– Я все могу объяснить, – сказал Эндерби, поглядывая на часы. – На самом деле все очень просто.
– И раз уж мы затронули эту тему, – сказала миссис Мельдрам, – та милая молодая пара наверху… Они говорят, что иногда слышат вас по ночам.
– А я слышу их, – возразил Эндерби, – и они совсем не милая молодая пара.
– Ну это как посмотреть, верно? Для чистых все чисто, можно так выразиться.
– К чему вы клоните, миссис Мельдрам?
Эндерби снова посмотрел на часы. За последние тридцать секунд пролетели пять минут.
– Много кто хотел бы получить такую миленькую квартирку, мистер Э. Это, право слово, респектабельный район. Тут у нас директоры школ на пенсии и капитаны промышленности на покое. И ничего не скажу о том, как вы содержите ее в чистоте и порядке.
– Это мое дело, миссис Мельдрам.
– Может быть, это ваше дело, мистер Э., а может, и нет. И как вам, вероятно, известно, все в этом году плату повышают. А если учесть, как растут цены, все мы должны блюсти собственные интересы.
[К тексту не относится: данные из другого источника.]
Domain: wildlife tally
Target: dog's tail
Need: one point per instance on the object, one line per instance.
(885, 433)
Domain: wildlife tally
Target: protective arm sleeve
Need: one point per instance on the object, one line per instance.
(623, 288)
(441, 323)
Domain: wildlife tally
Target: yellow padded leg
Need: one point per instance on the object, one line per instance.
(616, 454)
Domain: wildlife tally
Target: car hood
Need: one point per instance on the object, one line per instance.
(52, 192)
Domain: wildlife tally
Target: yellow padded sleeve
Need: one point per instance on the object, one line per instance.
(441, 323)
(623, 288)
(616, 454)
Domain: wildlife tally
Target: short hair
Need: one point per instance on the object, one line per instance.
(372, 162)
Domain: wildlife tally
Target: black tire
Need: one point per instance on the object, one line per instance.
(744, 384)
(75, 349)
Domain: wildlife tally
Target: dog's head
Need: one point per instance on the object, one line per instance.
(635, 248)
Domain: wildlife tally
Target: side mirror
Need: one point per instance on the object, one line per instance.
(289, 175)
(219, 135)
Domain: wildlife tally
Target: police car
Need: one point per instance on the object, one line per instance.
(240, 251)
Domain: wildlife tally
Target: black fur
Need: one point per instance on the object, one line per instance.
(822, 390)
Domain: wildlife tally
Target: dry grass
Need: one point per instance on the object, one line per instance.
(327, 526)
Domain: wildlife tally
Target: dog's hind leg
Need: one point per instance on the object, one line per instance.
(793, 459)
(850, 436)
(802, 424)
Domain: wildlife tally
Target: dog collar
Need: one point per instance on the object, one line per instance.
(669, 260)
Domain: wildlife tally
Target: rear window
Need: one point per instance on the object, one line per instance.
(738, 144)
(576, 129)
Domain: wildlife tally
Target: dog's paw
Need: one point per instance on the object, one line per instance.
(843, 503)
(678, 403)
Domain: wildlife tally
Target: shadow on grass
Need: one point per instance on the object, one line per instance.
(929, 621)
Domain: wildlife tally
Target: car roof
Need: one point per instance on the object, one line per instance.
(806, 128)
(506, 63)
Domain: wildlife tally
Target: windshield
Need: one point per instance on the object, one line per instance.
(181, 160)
– А, понятно, – сказал Эндерби. – Вот в чем дело. Сколько?
– Никто не станет отрицать, вы очень умеренно платили, – ответила миссис Мельдрам. – Вы весь сезон снимали квартиру за четыре гинеи в неделю. Есть один джентльмен, он работает в Лондоне, но очень хочет найти респектабельное жилье. Для него шесть гиней были бы очень разумной квартплатой.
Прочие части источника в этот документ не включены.